On 24.05.2022 01:35, mathurinm wrote:
Same snippet but with 1e6 samples:
## -- End pasted text -- [[1. 0.89992156 0.80996923] [0.89992156 1. 0.8999785 ] [0.80996923 0.8999785 1. ]] [[1. 0.00910993 0.00873657] [0.00910993 1. 0.00923818] [0.00873657 0.00923818 1. ]]
so multiplication by 0.01 ($\rho$)
Regarding: "and only keep a single nonzero value in each of the columns, then it's very likely that these two values are going to be at two very different indices, right" yes, but once in a while (1 out of n_samples), the indices match and you get a non zero expectation.

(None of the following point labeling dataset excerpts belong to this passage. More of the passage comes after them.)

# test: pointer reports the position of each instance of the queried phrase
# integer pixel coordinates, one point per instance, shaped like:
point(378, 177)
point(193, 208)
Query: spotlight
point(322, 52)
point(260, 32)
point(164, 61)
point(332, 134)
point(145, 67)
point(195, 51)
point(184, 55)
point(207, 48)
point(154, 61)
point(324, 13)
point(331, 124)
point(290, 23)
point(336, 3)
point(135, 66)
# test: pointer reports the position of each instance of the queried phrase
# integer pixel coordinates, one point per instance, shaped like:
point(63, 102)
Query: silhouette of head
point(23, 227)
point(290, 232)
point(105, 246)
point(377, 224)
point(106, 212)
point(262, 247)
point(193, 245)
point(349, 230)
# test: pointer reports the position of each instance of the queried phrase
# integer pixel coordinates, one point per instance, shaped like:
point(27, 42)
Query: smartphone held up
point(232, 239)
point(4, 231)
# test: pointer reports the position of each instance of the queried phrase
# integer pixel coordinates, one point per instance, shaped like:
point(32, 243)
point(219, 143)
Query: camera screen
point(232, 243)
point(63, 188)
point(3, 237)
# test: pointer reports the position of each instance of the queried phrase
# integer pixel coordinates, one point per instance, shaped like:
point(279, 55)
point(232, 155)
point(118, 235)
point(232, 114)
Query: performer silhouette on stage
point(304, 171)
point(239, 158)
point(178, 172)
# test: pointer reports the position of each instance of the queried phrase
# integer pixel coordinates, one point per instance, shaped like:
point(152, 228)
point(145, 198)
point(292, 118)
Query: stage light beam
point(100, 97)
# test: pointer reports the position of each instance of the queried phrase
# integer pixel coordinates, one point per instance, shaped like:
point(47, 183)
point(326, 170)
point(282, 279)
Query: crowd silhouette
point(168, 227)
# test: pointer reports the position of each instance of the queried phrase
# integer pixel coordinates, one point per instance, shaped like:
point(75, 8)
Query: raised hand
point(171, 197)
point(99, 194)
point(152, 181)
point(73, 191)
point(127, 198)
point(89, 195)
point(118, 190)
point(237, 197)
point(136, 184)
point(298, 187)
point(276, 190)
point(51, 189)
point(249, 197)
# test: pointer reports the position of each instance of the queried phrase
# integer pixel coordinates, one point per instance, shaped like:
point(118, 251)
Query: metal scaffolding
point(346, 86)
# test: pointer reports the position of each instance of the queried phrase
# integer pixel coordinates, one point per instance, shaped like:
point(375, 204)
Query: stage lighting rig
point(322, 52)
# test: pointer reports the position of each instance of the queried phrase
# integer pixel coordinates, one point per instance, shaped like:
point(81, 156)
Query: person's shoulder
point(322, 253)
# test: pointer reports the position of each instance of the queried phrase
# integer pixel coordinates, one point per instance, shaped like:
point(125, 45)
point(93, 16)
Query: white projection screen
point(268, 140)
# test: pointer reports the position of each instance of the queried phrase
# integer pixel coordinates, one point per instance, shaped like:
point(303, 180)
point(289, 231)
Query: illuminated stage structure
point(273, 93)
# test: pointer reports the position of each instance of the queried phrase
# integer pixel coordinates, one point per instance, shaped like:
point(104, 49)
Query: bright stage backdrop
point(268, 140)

-- Reply to this email directly or view it on GitHub: https://github.com/jolars/benchmark_lasso_path/issues/13#issuecomment-1135574257 You are receiving this because you authored the thread.
Message ID: @.***>
If you want independent supports from one column to the other (a legitimate assumption IMO) I suppose that it's not possible to have correlation higher than the column density, but if you find a way I'm interested !
If you want independent supports from one column to the other (a legitimate assumption IMO) I suppose that it's not possible to have correlation higher than the column density, but if you find a way I'm interested !
Well... I guess that depends on what you consider the zeros to be. If you think they are values just like the non-zeros, then I don't see why the supports should be independent. If you consider them to be missing data completely at random, then sure it would not make sense to have it be correlated.
If we consider binary data instead, does that change things for you? Because there's of course a lot of very sparse data with binary values (e.g. microarray data) and highly correlated columns and you cannot simulate that type of data unless you allow the sparsity pattern to be correlated too.
Consider adding functions to simulate sparse data (binary X), with correlation structure, which should be useful when benchmarking in the p >> n regime.